Para esta concepção  ideológica  de  hospital,  a  tecnologia dominante, ou seja, os instrumentos, a experiência, os hábitos que caracterizam a força de  produção,  constitui-se  fundamentalmente das técnicas do  poder  disciplinar,  das técnicas  gerenciais  e tayloristas,  em  detrimento  das  técnicas  terapêuticas,  das técnicas de diagnóstico, prescrição e avaliação  do  resultado  de enfermagem - formadas pelos ritos e saberes  instrumentalizados  a partir de uma relação artesanal enfermeira-cliente.

Nossas práticas estão estruturadas sobre relações de produção que desconsideram os conhecimentos sobre a clientela, dificultando assim nosso atendimento  às  necessidades  socialmente  postas,  a saber: o diagnóstico e tratamento das respostas  do  cliente,  da família e da  comunidade  aos  problemas  de  saúde  ou  processos vitais.
Na  nossa  avaliação, o  oposto  ao  modelo  taylorista   de produção, é o modo de produção artesanal no qual a enfermeira é o agente de seu diagnóstico e cuidado,  sem  a intermediação   de   uma   categoria   profissional   na relação enfermeira-cliente e com uma relação de cooperação entre os membros de uma mesma categoria.

Com base no que discutimos sobre a natureza  do  trabalho  da enfermeira, consideramos que as atividades  administrativas  e  de supervisão da equipe auxiliar  constituem  o  método  de  trabalho cotidiano da enfermeira (taylorismo), alienando-a  de  sua  função primordial que é  diagnosticar  e  tratar  as  respostas  de  seus clientes  aos  problemas  de  saúde  ou   processos   vitais.

As determinantes principais do método  de  trabalho  alienado que agem dinâmica e eficientemente entre si e com outras  estariam na  formação  da  enfermeira,  nas  formas  de  organização  deste trabalho e na falta de consenso sobre  as atividades  básicas  da profissão.

A formação da  enfermeira,  por  uma  análise  do  currículo, livros textos e  experiências  de  aprendizagem,  está  firmemente alicerçada no conhecimento e  modelo  biomédicos. Preparada  para implementar a  assistência  médica,  tem  na organização  de  seu trabalho a valorização das atividades gerenciais, em detrimento do cuidado direto.

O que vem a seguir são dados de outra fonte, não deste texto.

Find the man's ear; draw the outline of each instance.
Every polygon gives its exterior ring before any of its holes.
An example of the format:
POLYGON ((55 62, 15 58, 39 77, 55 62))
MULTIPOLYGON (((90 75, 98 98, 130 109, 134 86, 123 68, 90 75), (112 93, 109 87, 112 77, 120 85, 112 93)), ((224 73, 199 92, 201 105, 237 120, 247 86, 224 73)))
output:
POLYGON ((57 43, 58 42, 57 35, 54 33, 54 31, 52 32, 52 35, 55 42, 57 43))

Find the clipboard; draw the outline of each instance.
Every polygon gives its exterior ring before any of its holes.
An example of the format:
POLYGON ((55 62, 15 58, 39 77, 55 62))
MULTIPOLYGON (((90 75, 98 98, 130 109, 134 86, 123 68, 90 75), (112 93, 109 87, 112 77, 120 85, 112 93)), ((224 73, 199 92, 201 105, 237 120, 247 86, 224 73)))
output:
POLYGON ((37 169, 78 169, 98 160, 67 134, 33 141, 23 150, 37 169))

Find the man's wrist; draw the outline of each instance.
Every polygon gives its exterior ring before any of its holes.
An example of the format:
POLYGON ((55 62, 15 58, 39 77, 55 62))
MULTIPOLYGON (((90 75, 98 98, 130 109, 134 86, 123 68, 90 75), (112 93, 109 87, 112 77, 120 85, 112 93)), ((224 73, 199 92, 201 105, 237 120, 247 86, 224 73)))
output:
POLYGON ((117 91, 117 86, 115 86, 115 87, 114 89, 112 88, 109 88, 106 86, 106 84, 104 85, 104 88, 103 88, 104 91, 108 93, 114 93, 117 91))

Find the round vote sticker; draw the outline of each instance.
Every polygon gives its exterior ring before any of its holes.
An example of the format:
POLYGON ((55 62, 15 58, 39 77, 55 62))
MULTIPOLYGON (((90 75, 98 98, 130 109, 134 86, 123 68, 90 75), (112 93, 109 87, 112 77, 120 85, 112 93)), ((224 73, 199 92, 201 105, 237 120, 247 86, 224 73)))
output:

A legislação profissional, por sua vez, não define as atividades da prática e só prevê  a  prescrição  para  clientes  graves,  sem contudo determinar sobre qual  diagnóstico  ela  deve  ser  feita. A forte combinação destas categorias delineiam para  nós  o  taylorismo enquanto método de trabalho da enfermeira.

Paradoxalmente, mesmo com um método de trabalho  alienado,  a enfermeira é capaz de se aproximar de seu cliente e  diagnosticar, prescrever e avaliar sua resposta ao problema de saúde, ainda  que precária ou eventualmente. A execução das  atividades  básicas  da enfermeira  depende  contudo  de   condições   facilitadoras   que valorizam estas ações.

Neste estudo, portanto, discutimos esta tese, a sua antítese, buscando construir uma síntese sobre a metodologia da  assistência de enfermagem,  com  base  no  discurso  dos  profissionais  e  na literatura pertinente. É nosso propósito apontar os impasses e  as perspectivas desta metodologia enquanto  instrumento  da  produção profissional.


A INVESTIGAÇÃO
Interessava-nos para o alcance do propósito desta pesquisa as informações provenientes de enfermeiras e  docentes  que  atuassem junto a clientes. Elaboramos um questionário  que  contemplasse  a caracterização da população e a descrição pelas enfermeiras de seu processo de trabalho cotidiano.

Intencionalmente não utilizamos expressões  como  metodologia da assistência ou processo de enfermagem, entre outras  similares. Isto porque  queríamos  captar  aspectos  do  cotidiano  e  não  o conhecimento referente as teorias de enfermagem. CRUZ et al (1993) verificaram em seu estudo que os depoimentos sobre  a  assistência de enfermagem por vezes assumem um caráter mítico, indicador de fé e não de ciência.  Assim,  buscamos  informações  sobre  o  que  a enfermeira faz no seu  dia-a-dia,  segundo  as  condições  de  seu trabalho e da sua formação; ao invés do que  lhe  foi  determinado fazer, independente dessas mesmas condições.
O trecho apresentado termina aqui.